C'est une caractéristique majeure du cinéma de Mouret, tout est possible et chaque nouvelle scène peut remettre en question la précédente, dans une extrême volatilité des émotions. Mais cela n'a peut être jamais été aussi clair que dans Trois amies : l'amour y est tellement fugace qu'il faut l'embrasser de toutes ses forces s'il se présente, au risque de ne plus le revoir frapper à la porte. Le plus beau symbole de cela est personnifié par Rebecca, interprété par Sara Forestier, sans doute la clef du film à bien des niveaux. Ses expériences, son langage corporelle, tout semblait contrit, empêché et constamment voué à l'échec. Son aboutissement, dans un enthousiasme incroyable et communicatif démontre à quel point tout n'est affaire que de détails et de hasard. Dans le final du film on découvre subitement Rebecca, pourtant bien présente dans de nombreuses scènes, qui semble accoucher d'elle même, dans une version soudain apaisée et heureuse.

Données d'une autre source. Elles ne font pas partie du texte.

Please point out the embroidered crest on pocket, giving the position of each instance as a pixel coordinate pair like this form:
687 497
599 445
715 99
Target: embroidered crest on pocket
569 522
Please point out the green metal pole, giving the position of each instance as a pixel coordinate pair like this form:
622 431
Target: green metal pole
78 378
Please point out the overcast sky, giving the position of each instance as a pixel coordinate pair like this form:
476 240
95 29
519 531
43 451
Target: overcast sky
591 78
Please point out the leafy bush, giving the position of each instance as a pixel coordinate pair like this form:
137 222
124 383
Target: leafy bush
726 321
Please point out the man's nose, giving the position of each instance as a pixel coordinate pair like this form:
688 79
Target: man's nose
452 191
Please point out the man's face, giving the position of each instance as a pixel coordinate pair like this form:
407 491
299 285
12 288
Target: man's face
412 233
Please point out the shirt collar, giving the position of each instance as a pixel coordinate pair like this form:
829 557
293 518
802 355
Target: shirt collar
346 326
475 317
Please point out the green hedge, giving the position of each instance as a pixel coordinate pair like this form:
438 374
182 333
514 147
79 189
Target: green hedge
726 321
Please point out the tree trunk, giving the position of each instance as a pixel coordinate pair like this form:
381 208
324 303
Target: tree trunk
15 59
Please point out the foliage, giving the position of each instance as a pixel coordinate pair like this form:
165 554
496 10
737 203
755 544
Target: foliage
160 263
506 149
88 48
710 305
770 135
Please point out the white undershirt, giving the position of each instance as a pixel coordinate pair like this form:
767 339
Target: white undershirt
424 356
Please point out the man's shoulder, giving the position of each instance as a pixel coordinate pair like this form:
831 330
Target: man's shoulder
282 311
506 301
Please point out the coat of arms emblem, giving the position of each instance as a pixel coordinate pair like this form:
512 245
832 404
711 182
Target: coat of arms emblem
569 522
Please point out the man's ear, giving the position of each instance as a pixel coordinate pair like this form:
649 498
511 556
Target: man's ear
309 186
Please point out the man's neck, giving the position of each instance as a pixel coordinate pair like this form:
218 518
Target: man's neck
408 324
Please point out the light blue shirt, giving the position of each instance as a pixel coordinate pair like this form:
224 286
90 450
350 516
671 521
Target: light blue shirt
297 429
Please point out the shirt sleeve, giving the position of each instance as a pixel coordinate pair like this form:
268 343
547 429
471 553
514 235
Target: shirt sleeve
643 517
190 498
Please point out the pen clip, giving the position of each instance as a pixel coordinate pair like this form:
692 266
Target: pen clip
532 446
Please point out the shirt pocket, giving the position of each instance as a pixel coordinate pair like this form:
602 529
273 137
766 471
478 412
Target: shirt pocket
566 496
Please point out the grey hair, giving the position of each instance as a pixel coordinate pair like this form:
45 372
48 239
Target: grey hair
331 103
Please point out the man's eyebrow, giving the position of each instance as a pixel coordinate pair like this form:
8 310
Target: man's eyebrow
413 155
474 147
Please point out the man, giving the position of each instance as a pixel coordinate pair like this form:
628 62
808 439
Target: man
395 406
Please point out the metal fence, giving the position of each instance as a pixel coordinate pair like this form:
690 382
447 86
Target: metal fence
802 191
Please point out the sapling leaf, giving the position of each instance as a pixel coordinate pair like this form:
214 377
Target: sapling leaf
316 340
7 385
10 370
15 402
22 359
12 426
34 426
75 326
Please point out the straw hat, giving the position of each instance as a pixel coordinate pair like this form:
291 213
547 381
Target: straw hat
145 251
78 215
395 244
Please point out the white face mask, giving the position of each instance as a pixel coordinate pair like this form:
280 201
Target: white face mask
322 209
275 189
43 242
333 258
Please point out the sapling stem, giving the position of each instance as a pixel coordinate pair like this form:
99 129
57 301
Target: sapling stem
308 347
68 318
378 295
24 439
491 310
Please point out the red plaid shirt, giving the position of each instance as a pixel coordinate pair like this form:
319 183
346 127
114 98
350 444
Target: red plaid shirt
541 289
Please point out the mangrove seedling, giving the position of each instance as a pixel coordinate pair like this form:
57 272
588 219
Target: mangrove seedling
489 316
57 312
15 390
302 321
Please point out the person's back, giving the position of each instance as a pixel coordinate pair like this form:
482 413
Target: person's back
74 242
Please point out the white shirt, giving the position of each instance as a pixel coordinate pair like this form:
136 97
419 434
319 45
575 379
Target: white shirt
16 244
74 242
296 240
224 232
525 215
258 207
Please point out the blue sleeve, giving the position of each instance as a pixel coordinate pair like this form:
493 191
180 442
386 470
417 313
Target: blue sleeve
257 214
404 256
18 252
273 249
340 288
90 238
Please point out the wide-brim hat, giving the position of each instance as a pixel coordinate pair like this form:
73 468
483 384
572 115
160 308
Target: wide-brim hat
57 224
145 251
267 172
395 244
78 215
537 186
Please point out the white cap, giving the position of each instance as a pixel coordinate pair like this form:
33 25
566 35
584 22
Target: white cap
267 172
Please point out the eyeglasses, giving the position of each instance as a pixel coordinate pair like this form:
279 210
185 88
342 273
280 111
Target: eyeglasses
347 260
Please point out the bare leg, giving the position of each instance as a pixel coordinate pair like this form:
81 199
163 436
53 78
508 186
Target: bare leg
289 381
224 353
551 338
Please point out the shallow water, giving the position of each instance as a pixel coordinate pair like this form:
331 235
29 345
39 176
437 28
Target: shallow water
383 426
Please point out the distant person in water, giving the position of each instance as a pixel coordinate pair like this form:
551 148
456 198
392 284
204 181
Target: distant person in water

Il y a quelque chose d'émouvant à constater le chemin parcouru par Emmanuel Mouret depuis Laissons Lucie faire en 1999, et tout le travail effectué pour réussir à un tel accomplissement dans l'écriture. Loin d'être dans une redite vaine, il parvient dans Trois amies à développer ses thèmes de prédilections en les poussant encore plus loin, dans une orfèvrerie de situations qui confine au génie tellement tout fonctionne à la perfection. Désormais, les personnages amoureux d'Emmanuel Mouret sont délestés des poids qu'ils portaient sur leurs épaules, à l'image de Vincent Macaigne, qui sous une forme spectrale avoue qu'il est enfin heureux, débarrassé de ses angoisses et libre dans l'éternité.